Взбешенный князь перекрестил дерзеца плетью. Тот, пав на колени от боли, поворотил к нему лицо и рассмеялся.

Тогда князь бросил Федору Давыдовичу:

– Смирять! Таковых – смирять! Пусть оставят им един нож засапожный на дюжину человек. Всем свободу дам, опричь знатных, те – ко государю, под охраной. Но из прочих любой, кто домой хочет, пусть товарища попросит губу ему отрезать, але нос, але уши.

– А ежели не захочет… резаться? – осторожно переспросил второй воевода.

– Тогда – в землю!

Федор Давыдович шепотом, чтобы не дать иным ратным людям понять, что вышло у него со старшим воеводою разгласие, сказал:

– Побойся Бога, Данило Дмитрич… Мы ж христьяне!

– Молчи! Я встречи не люблю. Пускай узнает Новгород, како с ним за все его измены обойдутся…

– Надо бы хоть волю князя великого узнать… Послать к нему за указаньем…

Но князь словно бы окаменел во гневе своем:

– Делай, как приказано!
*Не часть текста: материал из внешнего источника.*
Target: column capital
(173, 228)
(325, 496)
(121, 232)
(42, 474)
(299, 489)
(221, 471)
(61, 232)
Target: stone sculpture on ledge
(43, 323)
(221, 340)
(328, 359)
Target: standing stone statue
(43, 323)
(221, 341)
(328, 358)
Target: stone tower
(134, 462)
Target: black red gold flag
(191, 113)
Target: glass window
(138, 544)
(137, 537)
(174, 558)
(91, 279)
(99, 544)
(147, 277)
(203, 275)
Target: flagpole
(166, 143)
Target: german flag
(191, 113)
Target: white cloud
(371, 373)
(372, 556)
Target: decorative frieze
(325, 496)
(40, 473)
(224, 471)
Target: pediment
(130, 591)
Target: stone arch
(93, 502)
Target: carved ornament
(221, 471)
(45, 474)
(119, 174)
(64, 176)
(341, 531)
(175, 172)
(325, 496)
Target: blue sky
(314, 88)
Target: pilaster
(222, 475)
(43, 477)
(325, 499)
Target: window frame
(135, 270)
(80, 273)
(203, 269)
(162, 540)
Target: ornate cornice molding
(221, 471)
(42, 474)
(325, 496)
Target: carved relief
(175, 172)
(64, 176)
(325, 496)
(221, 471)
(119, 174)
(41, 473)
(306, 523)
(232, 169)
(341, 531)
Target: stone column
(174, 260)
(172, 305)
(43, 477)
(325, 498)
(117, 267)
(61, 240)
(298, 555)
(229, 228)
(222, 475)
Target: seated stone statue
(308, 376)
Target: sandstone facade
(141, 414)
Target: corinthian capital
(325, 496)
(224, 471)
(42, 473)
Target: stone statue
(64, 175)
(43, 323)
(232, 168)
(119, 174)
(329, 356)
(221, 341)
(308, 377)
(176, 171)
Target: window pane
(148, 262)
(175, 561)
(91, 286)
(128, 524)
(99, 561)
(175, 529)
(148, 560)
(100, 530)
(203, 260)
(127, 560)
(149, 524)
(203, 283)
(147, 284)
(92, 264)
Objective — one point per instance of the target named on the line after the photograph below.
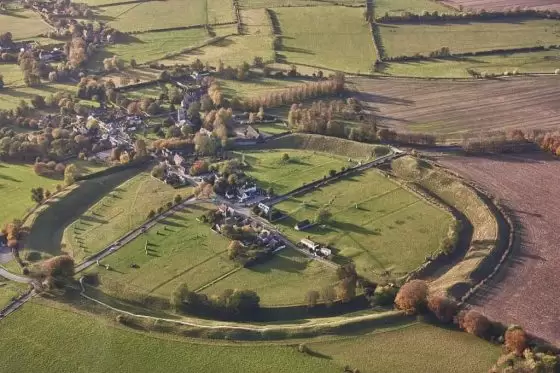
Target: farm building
(309, 244)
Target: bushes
(442, 307)
(412, 296)
(515, 340)
(473, 322)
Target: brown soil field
(526, 290)
(497, 5)
(454, 107)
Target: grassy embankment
(463, 198)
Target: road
(130, 236)
(376, 162)
(12, 307)
(150, 223)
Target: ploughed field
(456, 107)
(497, 5)
(526, 290)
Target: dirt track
(453, 107)
(527, 290)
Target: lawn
(383, 228)
(327, 37)
(399, 7)
(97, 346)
(47, 225)
(121, 210)
(303, 167)
(16, 181)
(183, 250)
(283, 280)
(535, 62)
(147, 16)
(23, 24)
(399, 40)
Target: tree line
(324, 118)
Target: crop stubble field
(456, 107)
(409, 39)
(525, 292)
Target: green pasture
(183, 250)
(47, 225)
(409, 39)
(303, 167)
(155, 15)
(24, 24)
(326, 37)
(233, 50)
(30, 339)
(399, 7)
(384, 229)
(121, 210)
(256, 87)
(283, 280)
(534, 62)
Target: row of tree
(332, 86)
(414, 298)
(321, 118)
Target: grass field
(337, 38)
(380, 226)
(15, 90)
(8, 290)
(146, 16)
(398, 7)
(303, 167)
(22, 23)
(293, 3)
(331, 145)
(273, 128)
(124, 208)
(156, 45)
(98, 346)
(255, 42)
(16, 181)
(416, 348)
(256, 87)
(536, 62)
(399, 40)
(455, 193)
(182, 250)
(283, 280)
(49, 222)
Я рука великого князя здесь, на Ильмене, я его воля, я его лицо! Делай.

Федор Давыдович отшатнулся от него, как от беса. А потом посмотрел на него странно, будто презренья во взгляд подпустил – да нет, быть того не может, чтоб младший старшему так-то, нет…

– Вот что, Данило Дмитрич… Я-то сделаю, а кровь – на тебе. За сей грех судиться с ними будешь на последнем судилище, у скончанья веков.

– А и буду! Бог видит, я…

Но Федор Давыдович уже отъезжал.

«Не понимает. Не княжеского рода, вот и не понимает. Не хватает ему соображенья!»

Князь отъехал с прибрежной опушки вглубь леса, к лагерю. Там уже копали могилы, а иные принялись бражничать, и стоило бы шумство́ сие остановить: иной отряд новгородских ратников рыщет неподалеку, надо бы поберечься. Дело не кончено, еще позвеним мечами о мечи.

От ильменских вод послышались крики.

«То на добро, – холодно подумал князь. – Старинную новгородскую измену московской рукой наказал…»


…от князя Оболенского: натиск ослаб.

…от князя Ряполовского: едва держимся.

…от князя Турени: видели ордынские дозоры выше по течению, ищут броды.

…от князя Оболенского: полезли с новой силой.

…от князя Турени: схватились на перелазе, убили двух татар, прочие ушли.

…от князя Ряполовского: отдыхаем, схлынули бойцы Ахматовы.

…от князя Турени: ломят на пробой, но пока отбрасываем.

Холмский очень хорошо понимал: Ахмат раздергивает его полки. Нажмет то тут, то там, и не поймешь, где по-настоящему, а где берет на испуг. Главное: не дает перебрасывать силы к Большому полку.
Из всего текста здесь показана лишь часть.